Dazu zwei Hinweise: Im Jahr 2005 betrug der Schuldenstand des Landes 105 Mrd. Euro, Ende 2009 waren es ca. 120 Mrd. Euro, laut mittelfristiger Finanzplanung des ehemaligen Finanzministers Linsen sollen es 2012 ca. 140 Mrd. Euro sein. (Siehe z.B. S. 82 der „Finanzplanung 2009 bis 2013) Nach meiner Einschätzung sieht Schuldenabbau anders aus!
 
Rot-grün wird einen Nachtragshaushalt einbringen! Allerdings nicht, um mit neuen Schulden Wohltaten unters Volk zu bringen, sondern um z.B. den berechtigten und durch Gerichtsurteile bestätigten finanziellen Forderungen der Kommunen an das Land NRW entsprechen zu können. (Stichworte: kommunale Beteiligung an den „Einheitslasten“, Kostenbeteiligung an der U-3 Betreuung, …) Dreieck Mehr dazu
 
Das Stichwort „U-3 Betreuung“ verdient eine besondere Betrachtung! Vom Bund wurde die Zielmarke für das Betreuungsangebot für Kinder im Alter von bis zu 3 Jahren in Höhe von 35% des Geburtsjahrganges formuliert. Diese Versorgungsquote soll zum Beginn des Kindergartenjahres 2013/2014 erreicht werden. Politik und Verwaltung im Kreis Coesfeld haben zur Umsetzung dieses Zieles entsprechende Konzepte erstellt, die Finanzierung dieses Ausbauplanes erfolgt auch durch anteilige Landesmittel. Mit Schreiben vom 22.06.2010 (!) teil das zuständige Landesministerium lapidar mit, dass die entsprechenden Fördermittel weitgehend verzehrt seien und die Vergabe der verbliebenen Mittel nach neuen „Steuerungskriterien“ erfolgen solle! Auf dieser Grundlage sind für den Kreis Coesfeld kurzfristig Zuwendungsmittel in Höhe von ca. 4,1 Millionen Euro fraglich geworden, für den Zeitraum bis 2013/14 weitere 10 Millionen Euro. Die abgewählte CDU/FDP-Landesregierung hat letztlich für ihre eigenen Zusagen im Bereich des Ausbaus der U-3 Betreuung nicht die erforderlichen Finanzmittel in den Landeshaushalt eingestellt. Sie ist also ihren haushaltsrechtlichen Verpflichtungen nicht nachkommen, sie hat erst bei erkennbarer Regierungsbildung durch SPD und Bündnis90/Die Grünen die Kreise, Städte und Gemeinden informiert.

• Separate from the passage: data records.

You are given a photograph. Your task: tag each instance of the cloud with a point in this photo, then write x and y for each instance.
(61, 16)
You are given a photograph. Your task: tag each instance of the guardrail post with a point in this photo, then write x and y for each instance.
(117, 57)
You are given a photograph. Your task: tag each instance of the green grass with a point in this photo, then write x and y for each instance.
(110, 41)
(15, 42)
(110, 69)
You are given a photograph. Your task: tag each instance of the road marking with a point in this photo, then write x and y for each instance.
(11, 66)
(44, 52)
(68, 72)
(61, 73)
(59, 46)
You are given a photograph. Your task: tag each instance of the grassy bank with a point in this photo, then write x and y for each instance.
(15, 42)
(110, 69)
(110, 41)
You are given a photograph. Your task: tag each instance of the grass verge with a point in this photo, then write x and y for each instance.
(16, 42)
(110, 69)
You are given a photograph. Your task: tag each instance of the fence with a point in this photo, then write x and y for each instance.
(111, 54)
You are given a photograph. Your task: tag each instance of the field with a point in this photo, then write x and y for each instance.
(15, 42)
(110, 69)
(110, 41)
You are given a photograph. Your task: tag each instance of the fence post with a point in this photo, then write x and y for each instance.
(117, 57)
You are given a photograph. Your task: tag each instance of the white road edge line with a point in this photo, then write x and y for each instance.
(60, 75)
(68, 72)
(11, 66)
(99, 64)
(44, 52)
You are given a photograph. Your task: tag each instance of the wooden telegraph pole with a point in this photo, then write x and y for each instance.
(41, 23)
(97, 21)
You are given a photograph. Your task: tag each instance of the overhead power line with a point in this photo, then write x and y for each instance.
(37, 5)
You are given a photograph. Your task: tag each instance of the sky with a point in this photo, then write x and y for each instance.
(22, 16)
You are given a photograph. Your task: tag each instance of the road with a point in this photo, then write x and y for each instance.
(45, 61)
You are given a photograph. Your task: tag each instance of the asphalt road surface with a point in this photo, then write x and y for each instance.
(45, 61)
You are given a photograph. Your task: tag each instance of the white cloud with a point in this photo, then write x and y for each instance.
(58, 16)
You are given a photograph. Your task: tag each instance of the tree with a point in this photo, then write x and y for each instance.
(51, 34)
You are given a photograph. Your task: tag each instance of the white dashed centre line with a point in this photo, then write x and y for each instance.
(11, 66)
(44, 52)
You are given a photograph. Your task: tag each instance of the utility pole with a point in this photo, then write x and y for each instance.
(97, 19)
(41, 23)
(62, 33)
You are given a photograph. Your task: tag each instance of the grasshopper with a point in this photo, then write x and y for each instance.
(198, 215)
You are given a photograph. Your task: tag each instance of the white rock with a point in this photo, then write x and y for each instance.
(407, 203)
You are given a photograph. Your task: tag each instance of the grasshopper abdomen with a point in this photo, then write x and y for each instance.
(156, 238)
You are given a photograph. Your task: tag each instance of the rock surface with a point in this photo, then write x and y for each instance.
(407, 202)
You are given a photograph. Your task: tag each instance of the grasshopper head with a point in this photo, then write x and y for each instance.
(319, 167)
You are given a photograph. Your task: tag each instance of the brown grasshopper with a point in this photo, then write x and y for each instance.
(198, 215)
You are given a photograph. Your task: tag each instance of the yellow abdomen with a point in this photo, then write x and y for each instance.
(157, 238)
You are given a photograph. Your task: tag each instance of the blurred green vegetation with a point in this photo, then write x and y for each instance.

Ein Jurist mag beurteilen, ob im Wirtschaftsleben zu recht von „Insolvenzverschleppung“ zu sprechen wäre. Erkennbar ist, dass dieses unseriöse Gebaren der ehemaligen Landesregierung dem Kreis Coesfeld – und in diesem Fall die betroffenen Eltern mit ihren kleinen Kindern – weitere, große Probleme bereiten wird!
 
Wir Grüne werden jetzt als die örtlichen Vertreter der Landesregierung in Mitverantwortung für die Landespolitik genommen werden, in den Gesprächen mit den BürgerInnen und in den Rats- bzw. Kreistagsdebatten. Wichtig ist dabei u. a., dass wir den frisch Abgewählten die Versuche der Legendenbildung nicht durchgehen lassen. Wir werden – auch im Kreis Coesfeld - immer wieder deutlich machen, wo die Verantwortung der alten Regierung aufhört, und wo die Verantwortung der neuen Regierung beginnt. Auch dazu dient der Nachtragshaushalt in Düsseldorf.